San Francisco Superior Court Judge Anne-Christine Massullo last week ordered the district attorney's office to turn over more documents related to San Francisco's troubled crime lab, saying DA Kamala Harris should have done more to provide the defense with exculpatory material.
The judge's 26-page order (.pdf) roundly criticizes both the police department and the district attorney's office.
"The People failed, here, in two respects," Massullo wrote in the order, dated May 17. "First, the district attorney's office did not have in place policies and procedures designed to discover and produce exculpatory information regarding SFPD witnesses. Second, the people -- by which this court means both the police who investigate crime and the district attorney as the prosecutor -- failed to produce exculpatory information actually in their possession regarding [criminalist Deborah] Madden and the crime lab."
But Massullo also denied the defense motions to dismiss the 60 cases joined in the matter -- all related to the alleged misconduct of Madden in the now-closed San Francisco crime lab's drug unit. The motions cited Madden's 2008 misdemeanor domestic violence conviction in another county, which defense lawyers say they were not made aware of even though Madden testified in narcotics cases as a witness for the prosecution. Massullo said the cases are different enough that they must be decided on a case-by-case basis.
"The bottom line, really, is the judge didn't dismiss any of these cases because of Debbie Madden's conviction and the problems at the crime lab," said Erica Derryck, a spokeswoman for Harris. "We have some concerns about the legal analysis underlying [the order]. We're going to decide how to address those directly with the court."
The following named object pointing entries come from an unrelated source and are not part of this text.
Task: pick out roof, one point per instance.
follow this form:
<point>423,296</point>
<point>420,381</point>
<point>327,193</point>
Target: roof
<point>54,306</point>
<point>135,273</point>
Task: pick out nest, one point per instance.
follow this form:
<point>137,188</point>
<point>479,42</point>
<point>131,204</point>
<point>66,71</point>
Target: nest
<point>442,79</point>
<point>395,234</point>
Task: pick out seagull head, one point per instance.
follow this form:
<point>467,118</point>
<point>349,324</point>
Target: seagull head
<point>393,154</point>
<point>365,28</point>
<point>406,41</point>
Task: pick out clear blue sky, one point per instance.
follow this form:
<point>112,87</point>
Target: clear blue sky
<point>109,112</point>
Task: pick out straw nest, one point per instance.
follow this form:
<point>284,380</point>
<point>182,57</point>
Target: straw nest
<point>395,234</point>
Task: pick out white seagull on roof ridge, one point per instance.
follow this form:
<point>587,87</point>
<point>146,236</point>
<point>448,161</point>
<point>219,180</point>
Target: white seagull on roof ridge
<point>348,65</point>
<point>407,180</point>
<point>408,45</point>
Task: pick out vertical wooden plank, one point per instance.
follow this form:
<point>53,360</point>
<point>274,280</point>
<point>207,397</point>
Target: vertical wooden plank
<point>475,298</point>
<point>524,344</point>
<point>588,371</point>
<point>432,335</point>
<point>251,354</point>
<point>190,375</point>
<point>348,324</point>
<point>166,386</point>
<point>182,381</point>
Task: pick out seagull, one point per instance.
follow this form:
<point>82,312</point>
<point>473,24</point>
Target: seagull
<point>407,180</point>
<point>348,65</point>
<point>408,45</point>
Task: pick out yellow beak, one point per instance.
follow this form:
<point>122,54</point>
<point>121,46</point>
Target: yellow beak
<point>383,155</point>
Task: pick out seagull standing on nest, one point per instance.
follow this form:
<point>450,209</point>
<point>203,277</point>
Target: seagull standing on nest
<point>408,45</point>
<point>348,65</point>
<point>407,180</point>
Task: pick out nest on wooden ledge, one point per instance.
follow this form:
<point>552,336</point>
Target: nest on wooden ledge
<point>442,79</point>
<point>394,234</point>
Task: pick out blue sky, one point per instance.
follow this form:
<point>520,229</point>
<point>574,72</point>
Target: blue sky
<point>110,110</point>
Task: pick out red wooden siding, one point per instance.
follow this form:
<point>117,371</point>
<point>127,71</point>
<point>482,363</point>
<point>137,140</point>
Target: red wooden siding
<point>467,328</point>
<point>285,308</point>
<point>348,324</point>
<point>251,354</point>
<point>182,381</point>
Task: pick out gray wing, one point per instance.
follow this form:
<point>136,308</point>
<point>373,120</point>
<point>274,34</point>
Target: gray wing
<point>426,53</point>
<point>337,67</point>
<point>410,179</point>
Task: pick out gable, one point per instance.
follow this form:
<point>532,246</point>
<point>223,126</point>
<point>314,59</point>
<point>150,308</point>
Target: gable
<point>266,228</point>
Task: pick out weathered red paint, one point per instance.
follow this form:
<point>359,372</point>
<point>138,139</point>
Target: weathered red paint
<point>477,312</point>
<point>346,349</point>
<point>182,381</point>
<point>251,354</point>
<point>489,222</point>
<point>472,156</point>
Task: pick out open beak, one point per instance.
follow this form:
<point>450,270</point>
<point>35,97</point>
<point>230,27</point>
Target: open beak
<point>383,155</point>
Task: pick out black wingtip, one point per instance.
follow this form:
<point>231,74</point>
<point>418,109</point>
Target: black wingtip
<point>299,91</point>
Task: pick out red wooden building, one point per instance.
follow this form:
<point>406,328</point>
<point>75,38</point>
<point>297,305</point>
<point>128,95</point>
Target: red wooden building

The order stems from a two-month-long hearing on a motion to compel discovery in crime-lab related cases, and it comes a couple of weeks after The San Francisco Chronicle first reported that dozens of San Francisco police officers have criminal convictions or misconduct records that have never been turned over to defense attorneys.
That revelation prompted Police Chief George Gascon and Harris to hold a joint press conference to discuss their efforts to implement policies and procedures for Brady material related to police witnesses. At the time, Harris said the police department and her office have to follow state constitution and Government Code sections that protect police officers' privacy.
But Massullo's order said the DA's office is required to inform itself of exculpatory information about police department witnesses, whether it's in personnel files or not. "The district attorney cannot hide from her affirmative obligation behind a procedural mechanism designed for a separate and unrelated purpose."
Massullo denied the police and DA's request for a protective order related to Madden's personnel file. Massullo did grant the protective order as it relates to the criminal investigation surrounding the drug lab, though.
Public Defender Jeff Adachi said Massullo's order "completely discredits the district attorney's claim that she cannot run checks on police officers' criminal histories because of confidentiality rules."
Derryck said Adachi's take on the order amounted to "sour grapes."
"Once again, this is an example of him playing politics with public safety," she said. "He lost all of his motions to dismiss any cases."